Mohon tunggu...
Esra Ginting
Esra Ginting Mohon Tunggu... pegawai negeri -

an ordinary man with millions dream

Selanjutnya

Tutup

Olahraga Artikel Utama

Kronologis Tidak Ditayangkannya World Badminton Championship di TV Nasional/Nonbayar

12 Agustus 2013   13:52 Diperbarui: 24 Juni 2015   09:24 4548
+
Laporkan Konten
Laporkan Akun
Kompasiana adalah platform blog. Konten ini menjadi tanggung jawab bloger dan tidak mewakili pandangan redaksi Kompas.
Lihat foto
13763022991021857133

[caption id="attachment_280458" align="aligncenter" width="599" caption="Ilustrasi/ Admin (Kompas.com)"][/caption]

LUAR BIASA!

MENGHARUKAN!

BANGGA!

Rentetan kata tersebut menjadi suatu pekikan rasa salut terhadap perjuangan anak bangsa yang berhasil 'merampas tuntas' tropi Juara Dunia di sektor Ganda Campuran dan Ganda Putra.

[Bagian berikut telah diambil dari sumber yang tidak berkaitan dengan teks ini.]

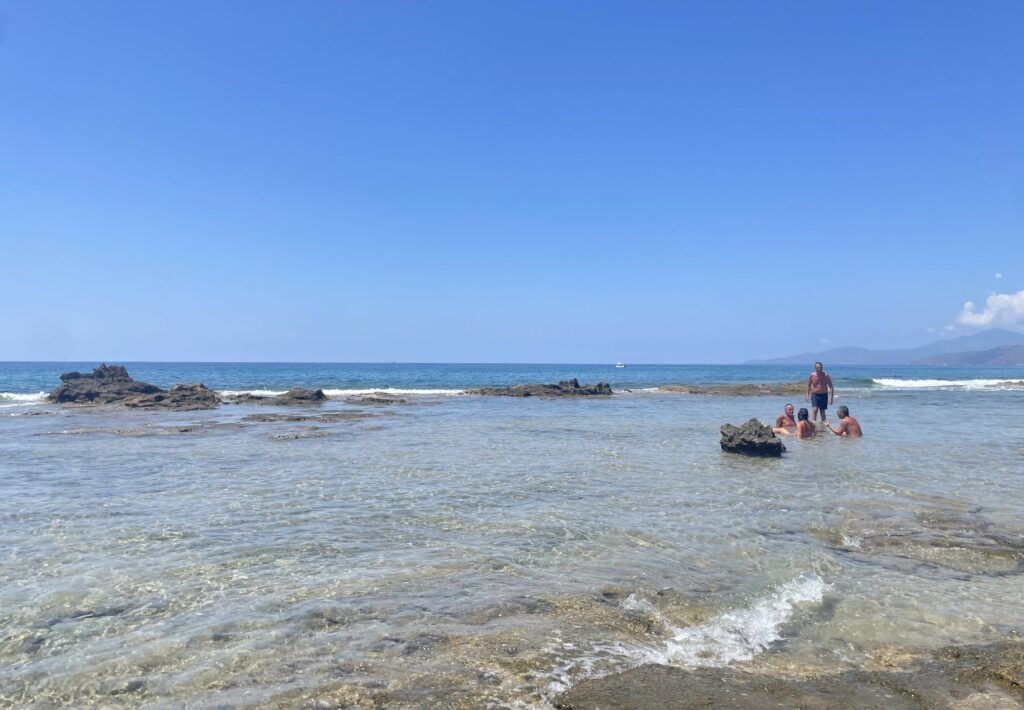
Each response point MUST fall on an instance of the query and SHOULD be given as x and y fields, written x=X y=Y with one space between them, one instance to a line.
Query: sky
x=506 y=181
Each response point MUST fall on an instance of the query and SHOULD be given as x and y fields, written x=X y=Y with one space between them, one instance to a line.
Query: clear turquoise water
x=464 y=551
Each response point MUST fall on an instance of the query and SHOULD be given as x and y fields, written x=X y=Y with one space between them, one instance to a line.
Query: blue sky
x=516 y=181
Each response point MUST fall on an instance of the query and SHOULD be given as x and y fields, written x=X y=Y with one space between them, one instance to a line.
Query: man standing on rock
x=819 y=392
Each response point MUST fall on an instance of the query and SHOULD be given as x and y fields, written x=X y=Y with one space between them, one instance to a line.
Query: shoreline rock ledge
x=753 y=439
x=564 y=388
x=113 y=385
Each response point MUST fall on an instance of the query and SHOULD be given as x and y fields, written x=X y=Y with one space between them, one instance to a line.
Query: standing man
x=819 y=392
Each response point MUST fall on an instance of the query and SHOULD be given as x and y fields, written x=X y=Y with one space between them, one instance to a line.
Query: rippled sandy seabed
x=469 y=552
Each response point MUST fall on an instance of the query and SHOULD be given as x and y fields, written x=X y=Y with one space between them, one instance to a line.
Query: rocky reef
x=984 y=676
x=753 y=439
x=113 y=385
x=786 y=388
x=298 y=395
x=564 y=388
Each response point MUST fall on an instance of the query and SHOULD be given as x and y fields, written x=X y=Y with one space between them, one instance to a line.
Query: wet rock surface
x=990 y=676
x=113 y=385
x=737 y=389
x=564 y=388
x=292 y=398
x=753 y=439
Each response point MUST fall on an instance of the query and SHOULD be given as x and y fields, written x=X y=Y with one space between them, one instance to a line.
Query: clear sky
x=506 y=181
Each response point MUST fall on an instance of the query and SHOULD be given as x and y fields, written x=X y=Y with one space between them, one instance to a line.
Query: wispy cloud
x=1000 y=308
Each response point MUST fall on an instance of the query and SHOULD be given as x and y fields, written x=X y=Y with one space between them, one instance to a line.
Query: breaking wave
x=897 y=383
x=20 y=399
x=730 y=637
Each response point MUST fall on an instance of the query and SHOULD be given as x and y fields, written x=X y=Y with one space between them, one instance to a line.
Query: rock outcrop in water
x=564 y=388
x=113 y=385
x=292 y=398
x=753 y=439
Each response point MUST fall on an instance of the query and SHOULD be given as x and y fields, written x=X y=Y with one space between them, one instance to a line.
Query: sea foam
x=897 y=383
x=20 y=399
x=730 y=637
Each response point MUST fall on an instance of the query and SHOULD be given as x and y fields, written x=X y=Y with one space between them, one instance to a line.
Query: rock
x=564 y=388
x=738 y=389
x=988 y=676
x=289 y=399
x=104 y=385
x=753 y=439
x=179 y=397
x=113 y=385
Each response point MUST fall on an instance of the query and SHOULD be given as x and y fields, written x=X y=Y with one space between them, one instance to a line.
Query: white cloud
x=1001 y=308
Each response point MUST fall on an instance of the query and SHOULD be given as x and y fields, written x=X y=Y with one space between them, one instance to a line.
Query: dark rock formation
x=180 y=397
x=564 y=388
x=738 y=389
x=753 y=439
x=113 y=385
x=104 y=385
x=289 y=399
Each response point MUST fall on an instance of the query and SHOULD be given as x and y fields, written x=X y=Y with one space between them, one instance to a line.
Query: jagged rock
x=113 y=385
x=564 y=388
x=180 y=397
x=291 y=398
x=753 y=439
x=104 y=385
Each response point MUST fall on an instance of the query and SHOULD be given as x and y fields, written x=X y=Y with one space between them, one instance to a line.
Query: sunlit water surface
x=462 y=551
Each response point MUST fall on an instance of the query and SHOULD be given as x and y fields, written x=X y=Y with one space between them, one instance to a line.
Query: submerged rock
x=564 y=388
x=180 y=397
x=753 y=439
x=988 y=676
x=294 y=397
x=113 y=385
x=737 y=389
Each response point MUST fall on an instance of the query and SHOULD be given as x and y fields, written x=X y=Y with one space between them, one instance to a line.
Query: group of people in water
x=820 y=393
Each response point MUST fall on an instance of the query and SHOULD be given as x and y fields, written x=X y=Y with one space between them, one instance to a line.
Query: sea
x=464 y=551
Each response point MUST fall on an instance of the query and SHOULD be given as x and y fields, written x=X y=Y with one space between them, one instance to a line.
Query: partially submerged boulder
x=104 y=385
x=564 y=388
x=753 y=439
x=180 y=397
x=113 y=385
x=292 y=398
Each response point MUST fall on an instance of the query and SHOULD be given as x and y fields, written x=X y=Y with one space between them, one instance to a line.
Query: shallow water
x=466 y=551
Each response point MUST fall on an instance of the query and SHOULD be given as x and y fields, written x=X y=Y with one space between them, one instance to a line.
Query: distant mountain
x=1007 y=356
x=983 y=340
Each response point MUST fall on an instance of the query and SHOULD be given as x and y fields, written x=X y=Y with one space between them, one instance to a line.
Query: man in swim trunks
x=819 y=391
x=848 y=426
x=785 y=420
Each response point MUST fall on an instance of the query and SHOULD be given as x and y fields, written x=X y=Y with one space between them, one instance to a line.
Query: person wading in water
x=819 y=392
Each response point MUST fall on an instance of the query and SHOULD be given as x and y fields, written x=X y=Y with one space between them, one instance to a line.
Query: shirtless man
x=819 y=392
x=848 y=426
x=805 y=429
x=785 y=420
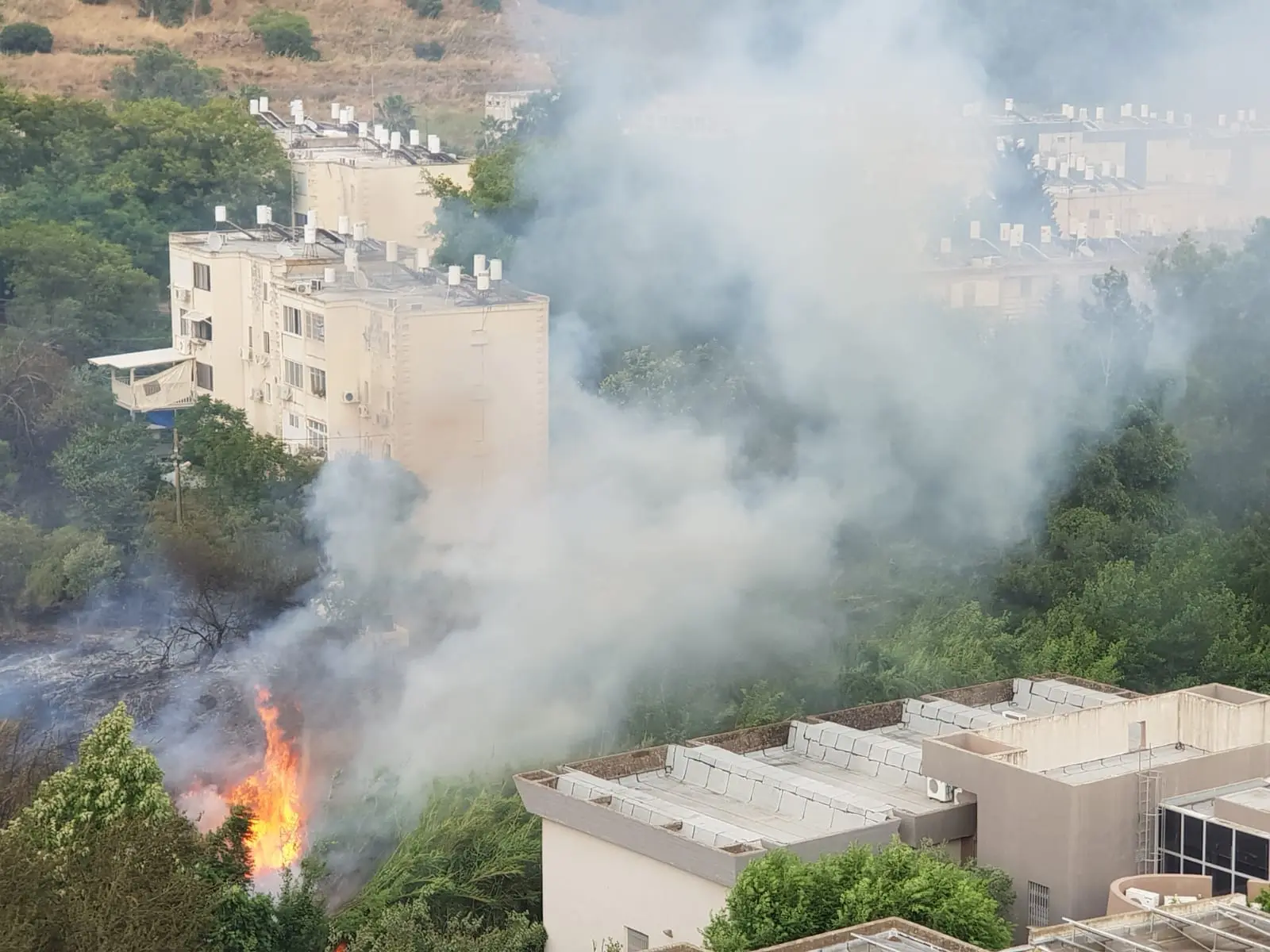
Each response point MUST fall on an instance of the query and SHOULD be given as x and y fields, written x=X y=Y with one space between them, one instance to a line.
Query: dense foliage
x=780 y=898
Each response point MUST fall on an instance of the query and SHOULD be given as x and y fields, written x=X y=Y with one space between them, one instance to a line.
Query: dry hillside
x=368 y=50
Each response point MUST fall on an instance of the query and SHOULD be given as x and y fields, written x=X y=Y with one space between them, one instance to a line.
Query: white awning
x=140 y=359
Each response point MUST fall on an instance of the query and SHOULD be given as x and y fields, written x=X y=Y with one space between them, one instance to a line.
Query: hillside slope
x=368 y=50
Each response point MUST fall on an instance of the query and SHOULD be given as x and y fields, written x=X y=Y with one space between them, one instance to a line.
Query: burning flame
x=273 y=795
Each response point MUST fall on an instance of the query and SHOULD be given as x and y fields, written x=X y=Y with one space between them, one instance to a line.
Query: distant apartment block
x=1066 y=785
x=344 y=344
x=357 y=171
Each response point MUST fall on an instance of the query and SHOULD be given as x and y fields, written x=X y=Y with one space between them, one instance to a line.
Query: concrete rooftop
x=813 y=777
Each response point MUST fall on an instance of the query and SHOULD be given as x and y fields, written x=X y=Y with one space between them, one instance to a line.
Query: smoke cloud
x=714 y=177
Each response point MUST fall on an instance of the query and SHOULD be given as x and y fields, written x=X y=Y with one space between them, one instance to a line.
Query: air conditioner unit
x=940 y=791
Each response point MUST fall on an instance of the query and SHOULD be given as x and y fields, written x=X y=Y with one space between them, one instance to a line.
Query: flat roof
x=140 y=359
x=1223 y=923
x=808 y=778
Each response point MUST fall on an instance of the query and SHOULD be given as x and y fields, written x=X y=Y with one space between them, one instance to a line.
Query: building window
x=1038 y=905
x=318 y=436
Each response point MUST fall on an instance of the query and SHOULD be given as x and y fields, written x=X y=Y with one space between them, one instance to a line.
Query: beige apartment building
x=1064 y=784
x=346 y=344
x=353 y=171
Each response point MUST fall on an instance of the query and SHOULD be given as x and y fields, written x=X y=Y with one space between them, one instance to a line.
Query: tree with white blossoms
x=112 y=780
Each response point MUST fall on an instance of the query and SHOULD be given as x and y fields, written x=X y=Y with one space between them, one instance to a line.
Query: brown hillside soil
x=368 y=48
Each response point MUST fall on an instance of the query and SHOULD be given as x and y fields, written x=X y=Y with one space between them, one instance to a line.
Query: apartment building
x=346 y=344
x=1066 y=785
x=355 y=171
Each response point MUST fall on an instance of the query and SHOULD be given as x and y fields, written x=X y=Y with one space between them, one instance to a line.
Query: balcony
x=168 y=389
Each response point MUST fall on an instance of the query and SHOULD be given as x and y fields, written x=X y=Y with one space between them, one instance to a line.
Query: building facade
x=343 y=344
x=1064 y=784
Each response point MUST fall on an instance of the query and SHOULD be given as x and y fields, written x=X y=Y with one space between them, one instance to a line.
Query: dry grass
x=368 y=50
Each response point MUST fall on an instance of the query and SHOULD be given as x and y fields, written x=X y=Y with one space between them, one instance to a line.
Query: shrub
x=25 y=38
x=285 y=33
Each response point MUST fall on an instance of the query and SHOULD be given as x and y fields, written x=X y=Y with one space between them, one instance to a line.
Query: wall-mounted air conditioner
x=940 y=790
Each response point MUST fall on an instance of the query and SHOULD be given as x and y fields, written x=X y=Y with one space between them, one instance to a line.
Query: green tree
x=163 y=73
x=25 y=38
x=75 y=292
x=780 y=898
x=111 y=780
x=285 y=33
x=112 y=474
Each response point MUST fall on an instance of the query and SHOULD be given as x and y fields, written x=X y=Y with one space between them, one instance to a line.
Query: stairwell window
x=1038 y=905
x=315 y=327
x=318 y=436
x=203 y=376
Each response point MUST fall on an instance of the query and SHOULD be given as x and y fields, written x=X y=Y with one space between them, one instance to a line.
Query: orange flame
x=273 y=795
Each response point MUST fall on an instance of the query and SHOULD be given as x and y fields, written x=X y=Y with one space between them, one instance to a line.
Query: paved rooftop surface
x=826 y=778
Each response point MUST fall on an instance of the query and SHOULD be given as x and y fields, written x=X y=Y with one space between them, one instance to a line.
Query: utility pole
x=175 y=471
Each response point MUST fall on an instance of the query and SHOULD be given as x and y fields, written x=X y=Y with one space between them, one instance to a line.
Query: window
x=1038 y=905
x=318 y=436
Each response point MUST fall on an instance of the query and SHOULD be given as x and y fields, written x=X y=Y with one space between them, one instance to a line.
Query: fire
x=273 y=795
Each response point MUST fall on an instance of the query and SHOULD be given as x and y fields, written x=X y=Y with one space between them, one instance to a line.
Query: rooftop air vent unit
x=940 y=791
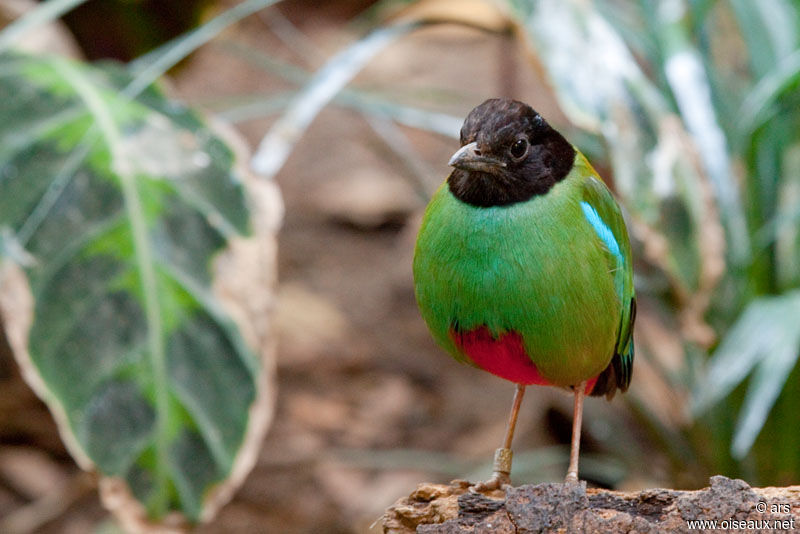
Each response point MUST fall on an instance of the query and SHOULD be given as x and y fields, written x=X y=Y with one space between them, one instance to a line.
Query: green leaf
x=766 y=340
x=120 y=206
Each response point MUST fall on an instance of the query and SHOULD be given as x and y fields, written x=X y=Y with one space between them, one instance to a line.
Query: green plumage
x=542 y=268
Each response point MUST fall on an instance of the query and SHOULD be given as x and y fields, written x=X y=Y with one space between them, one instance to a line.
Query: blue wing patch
x=602 y=229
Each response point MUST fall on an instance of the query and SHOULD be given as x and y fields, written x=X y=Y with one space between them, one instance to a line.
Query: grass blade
x=44 y=13
x=276 y=146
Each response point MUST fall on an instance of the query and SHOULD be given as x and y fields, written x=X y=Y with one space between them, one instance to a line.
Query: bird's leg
x=501 y=469
x=577 y=416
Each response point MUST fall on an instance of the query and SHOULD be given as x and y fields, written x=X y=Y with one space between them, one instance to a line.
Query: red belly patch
x=503 y=356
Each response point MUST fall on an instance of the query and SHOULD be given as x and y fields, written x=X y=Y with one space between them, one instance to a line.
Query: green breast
x=534 y=267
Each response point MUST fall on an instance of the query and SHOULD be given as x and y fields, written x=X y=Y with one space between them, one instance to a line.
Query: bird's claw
x=499 y=481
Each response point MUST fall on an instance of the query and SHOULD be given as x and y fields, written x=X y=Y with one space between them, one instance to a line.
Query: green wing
x=603 y=213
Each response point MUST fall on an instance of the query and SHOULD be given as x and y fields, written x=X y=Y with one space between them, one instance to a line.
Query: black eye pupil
x=519 y=147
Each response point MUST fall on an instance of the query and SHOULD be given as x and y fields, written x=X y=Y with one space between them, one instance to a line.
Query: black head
x=508 y=154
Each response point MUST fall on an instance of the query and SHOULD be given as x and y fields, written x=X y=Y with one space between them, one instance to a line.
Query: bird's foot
x=499 y=481
x=500 y=473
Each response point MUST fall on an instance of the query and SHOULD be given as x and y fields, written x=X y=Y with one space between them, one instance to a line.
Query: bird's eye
x=519 y=148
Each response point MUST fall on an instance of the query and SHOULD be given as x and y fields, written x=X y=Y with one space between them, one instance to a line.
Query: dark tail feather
x=618 y=373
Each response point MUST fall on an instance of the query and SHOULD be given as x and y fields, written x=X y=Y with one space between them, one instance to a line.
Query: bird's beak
x=469 y=158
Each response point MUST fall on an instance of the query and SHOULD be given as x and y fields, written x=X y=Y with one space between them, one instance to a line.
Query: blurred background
x=689 y=109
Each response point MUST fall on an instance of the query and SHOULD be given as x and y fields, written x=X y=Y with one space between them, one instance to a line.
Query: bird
x=522 y=267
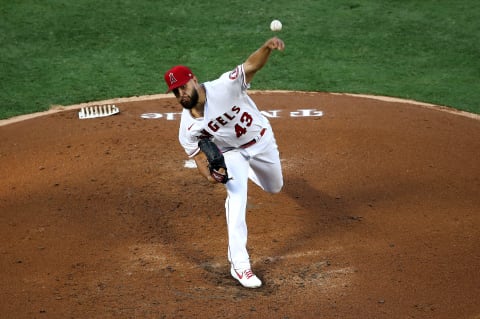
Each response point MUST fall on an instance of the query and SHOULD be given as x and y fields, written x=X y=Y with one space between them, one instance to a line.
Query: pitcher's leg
x=235 y=208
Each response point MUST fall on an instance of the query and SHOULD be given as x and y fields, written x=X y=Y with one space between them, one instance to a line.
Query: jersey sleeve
x=237 y=75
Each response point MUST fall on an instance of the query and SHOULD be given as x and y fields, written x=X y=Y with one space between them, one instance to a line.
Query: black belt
x=255 y=140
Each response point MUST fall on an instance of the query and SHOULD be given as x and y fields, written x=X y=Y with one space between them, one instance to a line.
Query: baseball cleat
x=246 y=278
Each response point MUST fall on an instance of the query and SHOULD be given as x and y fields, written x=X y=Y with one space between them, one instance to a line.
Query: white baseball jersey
x=230 y=115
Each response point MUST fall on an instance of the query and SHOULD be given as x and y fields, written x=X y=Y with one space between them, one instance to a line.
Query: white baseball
x=275 y=25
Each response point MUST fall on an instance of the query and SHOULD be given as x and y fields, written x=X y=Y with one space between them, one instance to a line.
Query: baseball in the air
x=275 y=25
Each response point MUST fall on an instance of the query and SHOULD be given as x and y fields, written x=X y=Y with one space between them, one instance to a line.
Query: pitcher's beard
x=192 y=102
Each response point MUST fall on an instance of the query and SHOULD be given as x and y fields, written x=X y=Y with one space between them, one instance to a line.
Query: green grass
x=65 y=52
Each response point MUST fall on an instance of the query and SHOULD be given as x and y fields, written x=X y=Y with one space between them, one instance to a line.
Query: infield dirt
x=378 y=218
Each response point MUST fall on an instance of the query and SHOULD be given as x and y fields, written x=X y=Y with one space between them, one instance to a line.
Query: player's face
x=187 y=95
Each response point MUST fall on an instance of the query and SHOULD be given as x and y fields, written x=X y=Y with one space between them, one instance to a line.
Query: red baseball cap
x=177 y=76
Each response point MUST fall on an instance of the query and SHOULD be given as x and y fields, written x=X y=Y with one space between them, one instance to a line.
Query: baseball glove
x=215 y=159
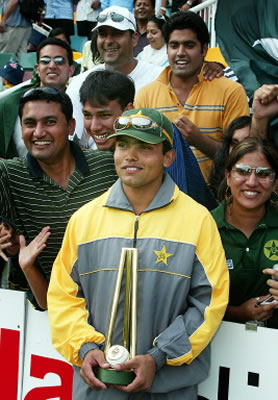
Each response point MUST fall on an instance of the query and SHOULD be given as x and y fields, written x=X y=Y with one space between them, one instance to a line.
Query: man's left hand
x=273 y=283
x=144 y=368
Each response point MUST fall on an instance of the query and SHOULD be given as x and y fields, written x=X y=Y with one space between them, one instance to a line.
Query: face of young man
x=45 y=131
x=51 y=73
x=99 y=122
x=185 y=53
x=115 y=46
x=143 y=9
x=140 y=165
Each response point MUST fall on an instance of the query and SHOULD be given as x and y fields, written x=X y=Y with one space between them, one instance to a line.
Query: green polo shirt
x=32 y=200
x=247 y=257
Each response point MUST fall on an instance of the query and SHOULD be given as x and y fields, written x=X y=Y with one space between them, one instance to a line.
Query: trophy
x=116 y=354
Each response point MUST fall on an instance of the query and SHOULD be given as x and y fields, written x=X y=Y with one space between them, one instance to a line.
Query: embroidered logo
x=162 y=255
x=271 y=250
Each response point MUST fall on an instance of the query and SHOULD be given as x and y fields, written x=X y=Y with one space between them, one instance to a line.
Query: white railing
x=207 y=10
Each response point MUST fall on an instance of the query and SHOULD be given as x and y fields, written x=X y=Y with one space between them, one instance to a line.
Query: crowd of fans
x=226 y=158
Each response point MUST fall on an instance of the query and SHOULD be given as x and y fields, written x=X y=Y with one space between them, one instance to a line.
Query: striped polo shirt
x=32 y=200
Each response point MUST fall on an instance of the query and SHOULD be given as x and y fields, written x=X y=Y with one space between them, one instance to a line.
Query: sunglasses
x=115 y=17
x=262 y=173
x=59 y=60
x=140 y=123
x=46 y=89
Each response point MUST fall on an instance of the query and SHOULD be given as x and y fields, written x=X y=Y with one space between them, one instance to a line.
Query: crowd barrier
x=243 y=364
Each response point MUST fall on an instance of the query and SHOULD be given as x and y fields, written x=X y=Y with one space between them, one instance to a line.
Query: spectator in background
x=87 y=12
x=156 y=51
x=177 y=5
x=238 y=130
x=54 y=67
x=59 y=14
x=12 y=74
x=247 y=220
x=121 y=3
x=19 y=262
x=265 y=113
x=56 y=177
x=14 y=29
x=201 y=109
x=115 y=39
x=60 y=33
x=143 y=10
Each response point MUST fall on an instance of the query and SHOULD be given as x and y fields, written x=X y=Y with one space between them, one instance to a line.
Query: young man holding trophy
x=140 y=284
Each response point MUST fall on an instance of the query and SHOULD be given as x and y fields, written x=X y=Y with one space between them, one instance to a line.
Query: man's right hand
x=265 y=103
x=5 y=243
x=92 y=360
x=2 y=26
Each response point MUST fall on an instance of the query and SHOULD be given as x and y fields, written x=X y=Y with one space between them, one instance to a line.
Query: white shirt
x=141 y=75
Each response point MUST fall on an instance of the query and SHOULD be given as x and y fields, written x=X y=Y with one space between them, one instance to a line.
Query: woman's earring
x=228 y=195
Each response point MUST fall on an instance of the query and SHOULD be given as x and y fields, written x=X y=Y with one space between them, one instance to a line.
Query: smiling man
x=104 y=96
x=54 y=179
x=182 y=275
x=54 y=67
x=116 y=39
x=201 y=109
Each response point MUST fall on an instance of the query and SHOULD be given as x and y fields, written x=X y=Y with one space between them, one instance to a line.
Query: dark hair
x=59 y=31
x=55 y=42
x=101 y=87
x=218 y=167
x=166 y=146
x=94 y=49
x=159 y=22
x=47 y=94
x=151 y=1
x=187 y=20
x=246 y=146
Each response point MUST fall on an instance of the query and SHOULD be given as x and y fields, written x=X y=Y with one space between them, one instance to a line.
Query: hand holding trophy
x=116 y=354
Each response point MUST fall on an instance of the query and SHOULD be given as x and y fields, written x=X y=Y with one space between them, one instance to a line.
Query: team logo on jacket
x=162 y=255
x=271 y=250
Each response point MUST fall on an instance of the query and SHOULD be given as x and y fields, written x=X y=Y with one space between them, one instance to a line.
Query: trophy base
x=113 y=377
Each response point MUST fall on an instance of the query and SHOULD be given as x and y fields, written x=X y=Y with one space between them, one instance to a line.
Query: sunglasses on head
x=59 y=60
x=262 y=173
x=115 y=17
x=46 y=89
x=141 y=123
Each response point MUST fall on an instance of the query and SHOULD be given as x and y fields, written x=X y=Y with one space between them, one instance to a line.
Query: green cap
x=159 y=130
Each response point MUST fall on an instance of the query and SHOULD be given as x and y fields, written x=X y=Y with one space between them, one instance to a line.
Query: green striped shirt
x=32 y=200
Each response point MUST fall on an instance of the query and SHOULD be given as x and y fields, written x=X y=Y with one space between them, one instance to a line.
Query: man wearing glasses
x=56 y=177
x=182 y=276
x=116 y=39
x=54 y=67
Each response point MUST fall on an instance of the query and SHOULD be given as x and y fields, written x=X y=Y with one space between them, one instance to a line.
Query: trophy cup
x=116 y=354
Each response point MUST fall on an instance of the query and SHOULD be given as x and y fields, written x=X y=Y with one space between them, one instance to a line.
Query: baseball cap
x=145 y=124
x=117 y=17
x=13 y=72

Owi/Butet, demikian nama akrab Tontowi/Liliyana disebut, menggetarkan tembok China, XU CHEN / MAJIN yang notabene pemain nomor satu dunia, dan banyak kalangan yang menyebut permainan mereka dengan PERFECTO! Meski tertinggal di game penentuan 18-20, dengan mental dan daya juang OWI/BUTET berhasil merampok 4 poin berturut-turut dan memastikan medali emas untuk Merah Putih.

HARU! Sangat mengharukan.... Setelah lamaaaaa..sekali rasanya lagu Indonesia Raya yang diciptakan WR Supratman yang juga merupakan pengarang lagu jazz, membahana dengan begitu megahnya di GuangZhou China yang merupakan sarang macan bulutangkis dunia. Dan Putra putri bangsa itu terlihat sangat tulus mempersembahkan gelar juara tersebut untuk masyarakat Indonesia.

Tidak hanya sampai disitu, Ahsan/Hendra, dengan magic game nya, berhasil membuat semua orang yang menonton berdecak "WOAWW.." dengan melihat permainan taktis, efektif dan magis. Bagaimana tidak.. Pemain sekelas Lee Yong Dae dan Cai Yun pernah berucap bahwa mereka sangat frustasi dengan pola bermain permain Indonesia, khususnya Hendra Setiawan, yang taktis dan efektif. Pun menjangkiti pemain Denmark Boe/Moegensen di FINAL BWC 2013 kemarin. Terpampang nyata raut stress kedua pemain itu, ketika menghadapai pukulan-pukulan ajaib bak pesulap Ahsan/hendra. Dengan meyakinkan, AHSAN/HENDRA menancapkan taring mereka dengan menghempaskan semua lawan-lawannya dari babak pertama sampai final dengan straight game dan tidak pernah lebih dari 35 menit.

Lagi... Bangga! Ketika untuk kedua kalinya lagu kebangsaan INDONESIA RAYA berkumandang di kandang Li Yongbo. Momen yang sangat emosional ketika national anthem of Indonesia berkumandang dengan menggelegar lagi.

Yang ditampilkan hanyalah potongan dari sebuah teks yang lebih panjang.